On stage, Simon Cowley, his face screwed up inside a fall of blond hair, was hunched over his guitar and picking his way through an extended solo. When Martin had joined Clouds of Memory, he’d tried to get them interested in the raw new stuff coming out of New York and London—Television and the Ramones, Dr. Feelgood and the 101ers—but Simon had sneered and said it was nothing but three-chord pub rock with no trace of musical artistry whatsoever. ‘Artistry’ was one of Simon’s favourite words. He was the kind of guy who spent Saturday afternoons in guitar shops, pissing off the assistants by playing note-by-note copies of Jimmy Page and Eric Clapton solos. He liked to drop quotes from Nietzsche and Hesse into casual conversation. He was a big fan of Eric Von Daniken. He subscribed to the muso’s music paper, Melody Maker, and despised the achingly hip streetwise attitudes of the New Musical Express, which Martin read from cover to cover every week. The tension between them had simmered for a couple of weeks, until, while they were packing up after that gig in Yate, Simon had picked an argument with Martin and sacked him on the spot.
Dr. John took another swig of his cocktail and said, “Sabbath, man, they’re the only ones who can do this kind of thing properly. Did I tell you about the gig at Colston Hall this spring?”

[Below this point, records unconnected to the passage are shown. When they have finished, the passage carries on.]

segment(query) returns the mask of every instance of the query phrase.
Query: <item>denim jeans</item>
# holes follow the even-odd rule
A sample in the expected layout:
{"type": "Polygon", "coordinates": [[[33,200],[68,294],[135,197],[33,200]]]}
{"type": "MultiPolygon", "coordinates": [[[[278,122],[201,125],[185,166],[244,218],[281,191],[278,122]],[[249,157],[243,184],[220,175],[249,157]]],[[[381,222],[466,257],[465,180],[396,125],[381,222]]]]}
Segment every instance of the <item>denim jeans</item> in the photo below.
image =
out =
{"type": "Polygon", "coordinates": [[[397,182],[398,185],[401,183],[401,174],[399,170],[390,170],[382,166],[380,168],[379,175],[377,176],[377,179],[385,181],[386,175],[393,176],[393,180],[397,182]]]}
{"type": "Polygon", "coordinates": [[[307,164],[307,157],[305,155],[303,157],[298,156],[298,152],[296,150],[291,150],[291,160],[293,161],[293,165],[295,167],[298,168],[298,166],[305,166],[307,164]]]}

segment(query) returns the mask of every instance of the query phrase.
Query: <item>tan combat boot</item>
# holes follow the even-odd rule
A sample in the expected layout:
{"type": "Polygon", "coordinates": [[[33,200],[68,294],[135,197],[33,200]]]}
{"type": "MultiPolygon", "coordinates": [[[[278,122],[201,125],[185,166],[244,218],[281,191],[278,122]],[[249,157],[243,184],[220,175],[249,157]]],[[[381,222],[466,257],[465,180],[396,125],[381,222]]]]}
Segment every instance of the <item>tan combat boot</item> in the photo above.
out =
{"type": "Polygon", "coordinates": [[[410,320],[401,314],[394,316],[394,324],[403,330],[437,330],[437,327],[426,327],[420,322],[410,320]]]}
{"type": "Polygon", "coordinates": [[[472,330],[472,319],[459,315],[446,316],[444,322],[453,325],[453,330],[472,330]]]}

“Only about a hundred times.”
“It wasn’t loud enough, but that was the only thing wrong with it. A thousand kids belting out ‘Paranoid’ at the top of their lungs, it was a religious experience. But this, this is like...” He looked up at the sky for inspiration, failed to find it, and took another drink.
“It’s prog rock crap,” Martin said, “but Dancing Jesus likes it.”
The barechested guy stood in the middle of the thin crowd, arms flung wide, face tilted to the blue sky, quivering all over.
Dr. John’s lifted his upper lip in a sneering smile that showed off his broken tooth. “Where his head’s at, man, he’d groove on anything. I sold him my last three tabs of acid and he dropped them all. Anyone’s in UFO heaven, it’s him.”
“Made much money here?”
“I’m here for the vibe, man.”
“Right.”
“Truly. I’m down to seeds and stems until Tuesday or Wednesday, when this a guy I know is going to deliver some primo hash. Moroccan gold, man, the real no-camel-shit-whatsoever deal. This guy, his brother’s a sailor, gets the stuff straight from the souk. I’ll put you down for an eighth, seeing as you’re a good pal and a professional musician and everything.” Dr. John looked around and sidled closer and said, “Plus, you can help me out a little right now.”
Martin was instantly wary. He said, “I’m on after this lot finishes.”
“I’ve seen these fuckers play before, man. They’re getting into the drum solo, and then there’s the bass solo, that plonker’s endless guitar wankery... You’ve got plenty of time. And it’s a really simple favour.”